The article cited in the Journal of the American Medical Association demonstrates that a high percentage of doctors think that in cases of disability (physical or mental) death is preferable to life. It is no surprise, then, that in some countries in the case of the illness of senile dementia and patients who are unable to feed themselves, care is reduced (Annals of Internal Medicine, August 2002) or hydration is withheld and that people with mental disabilities have become “invisible” for the health care system. (Lancet, 2008)
But in the case of newborns, leaving the last word to the parents – who are often overcome with anxiety and certainly not in possession of scientific know-how – and tying re-animation to future disability, gives the idea of an extension of the abortion law after birth, with the difference that in the case of newborns, death is not directly provoked but medical care is simply suspended, with the same result. An a time in which lip-service is paid to the rights of infants but in reality is ready to archive those rights when this infancy doesn’t correspond to an ideal model or expectations.
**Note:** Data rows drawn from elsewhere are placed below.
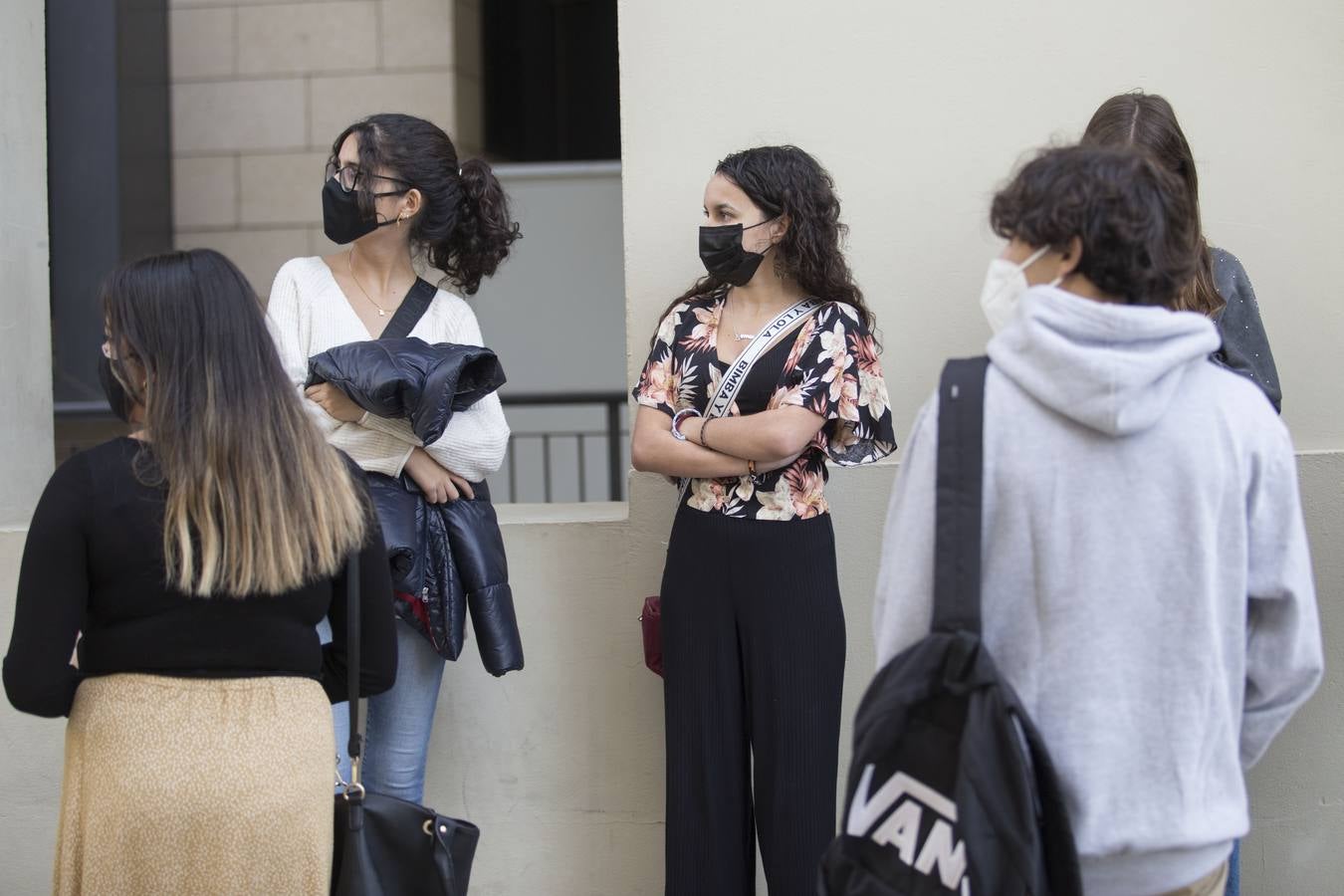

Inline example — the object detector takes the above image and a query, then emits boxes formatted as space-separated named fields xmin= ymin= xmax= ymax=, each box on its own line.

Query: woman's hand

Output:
xmin=404 ymin=447 xmax=476 ymax=504
xmin=304 ymin=383 xmax=364 ymax=423
xmin=757 ymin=449 xmax=806 ymax=473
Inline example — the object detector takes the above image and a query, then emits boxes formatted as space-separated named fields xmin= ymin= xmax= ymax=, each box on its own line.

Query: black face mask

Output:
xmin=99 ymin=354 xmax=135 ymax=423
xmin=323 ymin=177 xmax=398 ymax=246
xmin=700 ymin=218 xmax=775 ymax=286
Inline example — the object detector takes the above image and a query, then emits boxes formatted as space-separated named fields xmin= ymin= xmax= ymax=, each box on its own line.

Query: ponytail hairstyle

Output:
xmin=1080 ymin=90 xmax=1226 ymax=317
xmin=332 ymin=112 xmax=523 ymax=296
xmin=647 ymin=146 xmax=876 ymax=346
xmin=103 ymin=249 xmax=371 ymax=597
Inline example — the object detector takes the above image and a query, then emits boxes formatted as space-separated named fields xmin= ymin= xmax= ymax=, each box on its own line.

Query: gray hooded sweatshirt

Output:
xmin=874 ymin=286 xmax=1321 ymax=896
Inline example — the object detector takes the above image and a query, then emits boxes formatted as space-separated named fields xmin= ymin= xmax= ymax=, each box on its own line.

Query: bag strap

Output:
xmin=677 ymin=299 xmax=821 ymax=504
xmin=345 ymin=553 xmax=363 ymax=793
xmin=377 ymin=277 xmax=438 ymax=338
xmin=933 ymin=357 xmax=990 ymax=634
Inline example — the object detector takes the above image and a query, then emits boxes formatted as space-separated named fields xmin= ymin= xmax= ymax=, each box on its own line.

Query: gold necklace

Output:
xmin=719 ymin=299 xmax=757 ymax=342
xmin=345 ymin=246 xmax=387 ymax=317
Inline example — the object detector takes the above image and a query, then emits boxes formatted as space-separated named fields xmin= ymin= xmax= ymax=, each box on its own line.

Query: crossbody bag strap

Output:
xmin=345 ymin=551 xmax=363 ymax=787
xmin=933 ymin=357 xmax=990 ymax=634
xmin=377 ymin=277 xmax=438 ymax=338
xmin=677 ymin=299 xmax=822 ymax=503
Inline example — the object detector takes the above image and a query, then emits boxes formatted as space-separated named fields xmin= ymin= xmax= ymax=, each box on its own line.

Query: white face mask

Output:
xmin=980 ymin=246 xmax=1063 ymax=334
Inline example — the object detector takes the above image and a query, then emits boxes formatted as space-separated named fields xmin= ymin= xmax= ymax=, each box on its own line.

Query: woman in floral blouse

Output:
xmin=632 ymin=146 xmax=895 ymax=896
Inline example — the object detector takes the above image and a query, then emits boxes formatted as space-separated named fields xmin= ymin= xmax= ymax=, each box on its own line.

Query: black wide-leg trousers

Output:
xmin=661 ymin=507 xmax=845 ymax=896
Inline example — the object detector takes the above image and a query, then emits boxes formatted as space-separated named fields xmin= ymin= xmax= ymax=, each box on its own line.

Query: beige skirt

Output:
xmin=53 ymin=674 xmax=336 ymax=896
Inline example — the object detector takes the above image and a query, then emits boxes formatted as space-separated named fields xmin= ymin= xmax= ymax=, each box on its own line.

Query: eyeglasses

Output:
xmin=326 ymin=161 xmax=411 ymax=196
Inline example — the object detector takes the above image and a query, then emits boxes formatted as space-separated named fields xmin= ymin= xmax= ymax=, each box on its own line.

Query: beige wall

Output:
xmin=619 ymin=0 xmax=1344 ymax=449
xmin=0 ymin=0 xmax=54 ymax=526
xmin=169 ymin=0 xmax=459 ymax=296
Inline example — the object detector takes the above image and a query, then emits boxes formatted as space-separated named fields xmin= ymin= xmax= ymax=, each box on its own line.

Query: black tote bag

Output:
xmin=332 ymin=555 xmax=481 ymax=896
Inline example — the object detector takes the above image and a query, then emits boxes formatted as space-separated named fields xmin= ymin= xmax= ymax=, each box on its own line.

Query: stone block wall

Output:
xmin=169 ymin=0 xmax=481 ymax=296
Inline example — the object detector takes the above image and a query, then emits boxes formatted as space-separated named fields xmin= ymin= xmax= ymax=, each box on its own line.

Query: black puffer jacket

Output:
xmin=308 ymin=338 xmax=504 ymax=445
xmin=308 ymin=338 xmax=523 ymax=676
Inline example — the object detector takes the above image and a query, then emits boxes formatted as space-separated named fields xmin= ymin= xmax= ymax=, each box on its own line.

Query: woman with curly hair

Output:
xmin=874 ymin=145 xmax=1321 ymax=896
xmin=632 ymin=146 xmax=895 ymax=896
xmin=266 ymin=114 xmax=519 ymax=802
xmin=1082 ymin=92 xmax=1283 ymax=411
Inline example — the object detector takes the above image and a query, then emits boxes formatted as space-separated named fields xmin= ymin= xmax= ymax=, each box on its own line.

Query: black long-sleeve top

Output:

In many countries, and significantly in those with a higher standard of living, protocol exists to not re-animate babies born with a possibility of survival – in some cases decidedly high – (Pediatrics, January 2006) for the residual possibility of death or of having a handicap. The acceptance of these protocols by medical operators is astounding: perhaps out of a misguided sense of solidarity with the parents, or due to an aversion, which borders on eugenics, towards disabilities. Nor are there indications that in countries where such protocols are in place hospitals dissociate themselves or medical staff object. It is seriously worrying that selective re-animation has come to be considered normal routine in clinical practice. In short, a banal custom.